The setting locks your view from the cockpit to the car’s direction of travel so that, when the car is sliding, even a little bit, you will observe its movements more accurately. It’s important to adjust DriverRotateHead to the level that feels most comfortable to you. Some people are accustomed to the default setting of zero and won’t feel comfortable with anything else. If you’ve never changed it from the default setting, it might take some getting used to. You should start with a low setting and increase it a little at a time until you find what works best for you.
When you enable the DriverRotateHead feature, your eyes, or your virtual head, will rotate when the car becomes slightly sideways as you go through the turns. You can set the amount of head rotation anywhere between zero and one.
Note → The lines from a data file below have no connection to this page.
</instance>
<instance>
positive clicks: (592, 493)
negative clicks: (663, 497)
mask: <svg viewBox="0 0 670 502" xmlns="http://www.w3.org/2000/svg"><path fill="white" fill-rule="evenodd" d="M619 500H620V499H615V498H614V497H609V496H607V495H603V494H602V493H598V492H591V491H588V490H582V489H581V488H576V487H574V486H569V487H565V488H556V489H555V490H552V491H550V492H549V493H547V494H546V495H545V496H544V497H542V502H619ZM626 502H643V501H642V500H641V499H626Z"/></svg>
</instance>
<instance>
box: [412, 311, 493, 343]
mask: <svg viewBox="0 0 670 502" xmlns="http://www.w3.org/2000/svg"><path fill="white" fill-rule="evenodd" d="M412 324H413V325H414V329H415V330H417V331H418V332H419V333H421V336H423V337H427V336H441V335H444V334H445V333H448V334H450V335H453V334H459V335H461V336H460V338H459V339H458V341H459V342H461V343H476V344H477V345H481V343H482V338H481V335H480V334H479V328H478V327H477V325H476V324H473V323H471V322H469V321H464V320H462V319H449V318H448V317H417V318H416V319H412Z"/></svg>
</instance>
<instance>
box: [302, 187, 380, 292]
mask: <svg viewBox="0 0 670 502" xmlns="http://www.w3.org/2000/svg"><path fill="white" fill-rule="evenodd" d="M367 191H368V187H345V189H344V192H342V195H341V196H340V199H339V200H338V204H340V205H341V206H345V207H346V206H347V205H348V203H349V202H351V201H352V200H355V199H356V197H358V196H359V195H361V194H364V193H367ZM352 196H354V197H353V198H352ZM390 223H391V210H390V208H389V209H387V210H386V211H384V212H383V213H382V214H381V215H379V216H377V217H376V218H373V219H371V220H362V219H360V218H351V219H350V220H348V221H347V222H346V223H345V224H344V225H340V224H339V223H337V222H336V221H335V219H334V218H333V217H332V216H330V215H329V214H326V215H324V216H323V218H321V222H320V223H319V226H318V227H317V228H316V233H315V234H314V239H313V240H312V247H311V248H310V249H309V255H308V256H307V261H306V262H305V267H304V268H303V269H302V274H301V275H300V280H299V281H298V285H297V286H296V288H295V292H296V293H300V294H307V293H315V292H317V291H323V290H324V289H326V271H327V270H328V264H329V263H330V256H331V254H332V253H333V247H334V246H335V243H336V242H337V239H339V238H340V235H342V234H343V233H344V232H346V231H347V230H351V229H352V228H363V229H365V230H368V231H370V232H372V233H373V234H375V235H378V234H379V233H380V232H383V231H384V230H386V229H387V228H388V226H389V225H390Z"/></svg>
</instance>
Your eyes will remain locked to your car’s direction of travel, but you will see the cockpit around you begin to shift or twist as you drive through the turns. You will see the virtual cockpit and the hood of the car pointing in a different direction than the car’s direction of travel. If you’re racing in ovals that should always be slightly to the left in the turns.
You can enable DriverRotateHead by editing the app.ini file. It’s a simple text file that you can edit in Notepad or in the venerable Notepad++. You will find the setting under the [View] section of the file, or just press Ctrl+F and do a Find on DriverRotateHead. Note that you have to restart the sim before any changes to the app.ini file can take effect.
DriverRotateHead=0.250000 ; Percent to rotate drivers head with slip angle...
I have my DriverRotateHead set to 0.250000 right now, and I think it makes the game/sim more immersive and actually may help me to better understand what the dirt cars are doing. It seems to make it easier to catch the car when it begins to develop too much slip angle. or, “when she gets too sideways.” When I get accustomed to that setting for a day or two, I’m going to try increasing to 0.3 or 0.35. I think somewhere around 35-40% should be pretty good.
You can try setting yours at 1.00000 (100%) to see how much it changes your view while you’re driving. If it’s too much, take it down to a low setting and start out with that. Some people like to leave it at 0.00000, and that’s fine. It’s really a matter of preference.
Think of it like this: If you’re in a turn and the rear end of the car starts to step out to the right, the car is actually rotating to the left or counter-clockwise. If you have your DriverHeadRotate set to the default of zero (off), your virtual head simply rotates right along with the car at the same speed and same amount. That makes it harder to detect that over-rotation, and it delays your corrective action (such as counter-steering, more throttle, less throttle, etc.). However, if you enable the feature, your virtual head tends to be more fixed toward your direction of travel while the car is rotating and pointing more to the left. You’re going to notice that right off and take corrective action sooner. In addition, you’ll be able to better discern the rate of the rotation and, ultimately, better judge the amount of corrective action that needs to be taken to get the car pointing in the right direction again. I think this is going to be even more important on dirt as quick reaction time is key.
DriverRotateHead is considered a preference setting, but I think it adds a lot to the simulation, and also helps you become a better driver. Don’t be afraid to try it.